Nuance capitale: aucun columnist n'écrit sur tous les sujets imaginables. Nous avons tous nos domaines de prédilection et puisons chaque jour à diverses sources pour avoir ce qui s'y passe, ce qui signifie qu'avant d'aborder une question, nous avons déjà une idée de ce que nous allons dire. Le travail du chroniqueur ne commence pas au moment où il tape les premières lignes de son article, car il a déjà consulté des sources d'information et réfléchi au sujet, puis mijoté le contenu en pensée. (Les journaux n'ont pas de recherchistes; dans la presse écrite, on fait soi-même ses recherches.)

Et puis après, on est dans l'action de taper sur le clavier, j'oserais dire qu'on est dans le bonheur, car c'en est un. Les paragraphes se succèdent, et puis, comme une bonne petite machine bien programmée, je termine mon texte à peu près au moment où je suis arrivée au nombre de mots requis, comme le cuisinier qui reconnaît à l'odeur que son plat est prêt ou la couturière qui devine à la seconde près quand elle aura terminé son ourlet. Ensuite vient le moment le plus délicieux: le plus gros est fait, il reste à fignoler le tout.

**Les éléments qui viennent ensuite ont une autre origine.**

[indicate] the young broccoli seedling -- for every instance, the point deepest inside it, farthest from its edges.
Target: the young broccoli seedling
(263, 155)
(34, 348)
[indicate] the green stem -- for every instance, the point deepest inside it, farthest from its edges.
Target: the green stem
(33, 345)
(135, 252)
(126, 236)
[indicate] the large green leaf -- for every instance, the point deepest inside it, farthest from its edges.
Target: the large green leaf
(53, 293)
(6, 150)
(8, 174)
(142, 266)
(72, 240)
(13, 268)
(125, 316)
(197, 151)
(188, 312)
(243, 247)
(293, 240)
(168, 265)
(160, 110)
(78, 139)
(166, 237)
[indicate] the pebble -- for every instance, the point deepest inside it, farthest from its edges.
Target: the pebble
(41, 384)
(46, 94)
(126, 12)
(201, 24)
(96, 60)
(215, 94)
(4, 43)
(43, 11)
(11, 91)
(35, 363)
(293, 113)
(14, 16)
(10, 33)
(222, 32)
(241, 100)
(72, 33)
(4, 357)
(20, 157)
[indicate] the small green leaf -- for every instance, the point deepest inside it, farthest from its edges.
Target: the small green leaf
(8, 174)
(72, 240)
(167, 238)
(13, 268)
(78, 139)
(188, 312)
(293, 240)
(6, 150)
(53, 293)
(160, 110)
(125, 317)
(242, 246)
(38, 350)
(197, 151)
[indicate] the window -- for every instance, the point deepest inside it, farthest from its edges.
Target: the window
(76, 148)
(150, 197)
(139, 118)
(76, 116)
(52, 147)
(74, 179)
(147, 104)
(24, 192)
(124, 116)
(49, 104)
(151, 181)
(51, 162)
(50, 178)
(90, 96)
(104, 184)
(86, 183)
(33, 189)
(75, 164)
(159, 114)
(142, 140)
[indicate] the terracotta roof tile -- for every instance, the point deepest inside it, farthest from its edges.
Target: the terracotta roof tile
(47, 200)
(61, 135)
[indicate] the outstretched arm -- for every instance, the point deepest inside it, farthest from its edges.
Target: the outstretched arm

Rien n'a plus facilité le travail d'écriture que l'apparition de l'ordinateur. Il y a 30 ans, nous rédigions nos articles en tapant à la machine (mécanique, pas électrique) des feuillets dotés de copies carbone: une copie pour le typographe, une pour le chef de pupitre, une pour l'auteur... Pour effacer une faute, nous utilisions un pinceau trempé dans de l'encre blanche que l'on devait laisser sécher avant de retaper les mots. Pour refaire une phrase, il fallait la réécrire à la main, le plus lisiblement possible pour que le typographe puisse déchiffrer votre écriture. Quand la correction était trop complexe, on recopiait le feuillet en entier. De guerre lasse, à un moment donné - mais trop tôt - nous rendions notre copie au pupitre.

L'ordinateur fut le miracle que nous n'aurions jamais imaginé dans nos rêves les plus fous. D'abord, on voit de grandes portions du texte, affiché en caractères analogues à ceux de l'imprimerie, ce qui permet d'en juger beaucoup mieux. Ensuite, il suffit d'un clic pour effacer, réécrire, modifier l'ordre des mots, des phrases, des paragraphes. On pourrait se corriger à l'infini s'il ne venait pas un moment où il faut rendre les armes.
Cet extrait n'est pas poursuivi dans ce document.